The basic problem is that the E.U. is not a true union but more a collection of states that have not in any real sense ceded decision-making power to a central authority. The result is chaos fed by conflicting national objectives. In the Cyprus case, German politicians wanted to minimize bailout costs to German taxpayers in an election year. Cyprus’s president hoped to keep the island an attractive haven for foreign depositors. The I.M.F. insisted that Cyprus not be lent more than it could pay back. And the new leader of Europe’s finance ministers, a tough-talking, austerity-preaching Dutch finance minister, wanted to make a point about debtors paying for their own bailouts. All of them somehow initially settled on the lowest common denominator: a bizarre scheme pinning much of the responsibility and most of the pain on small, insured depositors in Cyprus’s banks.
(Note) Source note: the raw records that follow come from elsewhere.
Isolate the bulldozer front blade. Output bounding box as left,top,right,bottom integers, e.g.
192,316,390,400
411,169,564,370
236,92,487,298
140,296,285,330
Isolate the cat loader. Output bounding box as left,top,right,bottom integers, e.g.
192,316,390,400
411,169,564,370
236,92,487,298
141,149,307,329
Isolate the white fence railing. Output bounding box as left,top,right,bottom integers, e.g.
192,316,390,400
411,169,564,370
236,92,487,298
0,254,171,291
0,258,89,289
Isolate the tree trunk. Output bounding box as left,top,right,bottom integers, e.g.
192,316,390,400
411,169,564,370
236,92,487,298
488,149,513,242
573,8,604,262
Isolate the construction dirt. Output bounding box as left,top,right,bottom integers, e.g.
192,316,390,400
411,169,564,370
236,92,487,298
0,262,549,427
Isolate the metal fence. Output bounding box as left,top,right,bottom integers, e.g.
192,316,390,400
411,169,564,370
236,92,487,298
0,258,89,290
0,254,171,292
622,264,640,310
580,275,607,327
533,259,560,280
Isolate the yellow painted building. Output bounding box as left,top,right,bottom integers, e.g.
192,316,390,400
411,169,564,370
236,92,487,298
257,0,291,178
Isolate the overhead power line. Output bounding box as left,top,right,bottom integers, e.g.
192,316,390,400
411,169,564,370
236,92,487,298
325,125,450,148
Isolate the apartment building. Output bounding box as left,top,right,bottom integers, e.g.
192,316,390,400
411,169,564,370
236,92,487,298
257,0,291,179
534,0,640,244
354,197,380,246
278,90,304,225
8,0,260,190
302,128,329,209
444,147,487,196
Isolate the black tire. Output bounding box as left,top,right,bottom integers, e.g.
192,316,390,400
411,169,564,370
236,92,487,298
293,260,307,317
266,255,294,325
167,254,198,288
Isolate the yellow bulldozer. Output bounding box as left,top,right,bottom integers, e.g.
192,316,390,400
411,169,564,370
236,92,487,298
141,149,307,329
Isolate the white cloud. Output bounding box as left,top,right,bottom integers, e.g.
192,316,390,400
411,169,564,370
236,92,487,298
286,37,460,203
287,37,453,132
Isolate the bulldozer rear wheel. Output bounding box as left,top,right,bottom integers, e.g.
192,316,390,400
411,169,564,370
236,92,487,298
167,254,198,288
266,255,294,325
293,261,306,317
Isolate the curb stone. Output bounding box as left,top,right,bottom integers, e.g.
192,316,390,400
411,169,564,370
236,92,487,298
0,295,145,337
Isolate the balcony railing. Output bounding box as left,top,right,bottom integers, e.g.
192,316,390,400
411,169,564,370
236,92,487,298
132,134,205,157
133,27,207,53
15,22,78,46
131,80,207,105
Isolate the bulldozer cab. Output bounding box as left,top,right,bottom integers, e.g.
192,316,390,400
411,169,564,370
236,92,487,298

Wiser heads would have squelched any such plan before it was announced. Even though the proposal was later dropped, the public — justifiably worried that its leaders could make the same dumb mistake again — quickly lost confidence in the deposit insurance every E.U. country has been required to have since 2010 as a safeguard against bank runs. That confidence will take years to rebuild.
None of these European leaders would sign off on such high-wire financial policy experiments in their home countries. Why do they do it on the wider European stage?
Part of the answer lies in the way the E.U. was put together in the 1950s and ’60s as a loose union of jealously sovereign states — somewhat like the United States under the original Articles of Confederation. That posed no insuperable problems for the six-nation coal-and-steel community and free-trade zone that the European Common Market was at the time.
But as the E.U. has grown larger (Croatia will become the 28th member state later this year) and more ambitious (17 countries now use the euro), that loose and decentralized structure has begun audibly creaking. Instead of preserving sovereignty and nurturing democracy, it has created a situation where paymaster nations like Germany seek to impose the policy preferences of German voters on other states without regard to economic circumstances. It makes no sense to raise taxes and slash jobs when economies are already in free fall. But that is what the E.U. is now demanding be done across Southern Europe, with disastrous economic and political consequences. A better governed E.U. would put more emphasis on reviving growth in the south and stimulating consumer demand in the north.
But there is not much European vision among today’s top national leaders. No Helmut Kohl or François Mitterrand sits among them to bring fellow leaders to their senses before local political motives lead them into continentwide blunders. There are plenty of smart politicians attending E.U. summit meetings and plenty of capable European commissioners keeping the Brussels bureaucracy whirring. But there are no Alexander Hamiltons or James Madisons pushing for the interests of Europe as a whole, not just the interests of Germany, France, Finland, the Netherlands or Cyprus — even as ambitious projects like the euro have increased the need for coherent and consistent rules and policies.
The European Central Bank president, Mario Draghi, has occasionally tried to step into the leadership gap but is constantly reminded that he can be only as “European” as Germany, the bank’s most important shareholder, will permit.
So while the euro will likely survive Europe’s recent stumbles on Cyprus, it will survive unnecessarily weakened by avoidable mistakes. Someday Europe may produce leaders willing to grapple with the task of building sustainable European economic institutions. Until then, the union seems doomed to lurch from one mismanaged crisis to the next.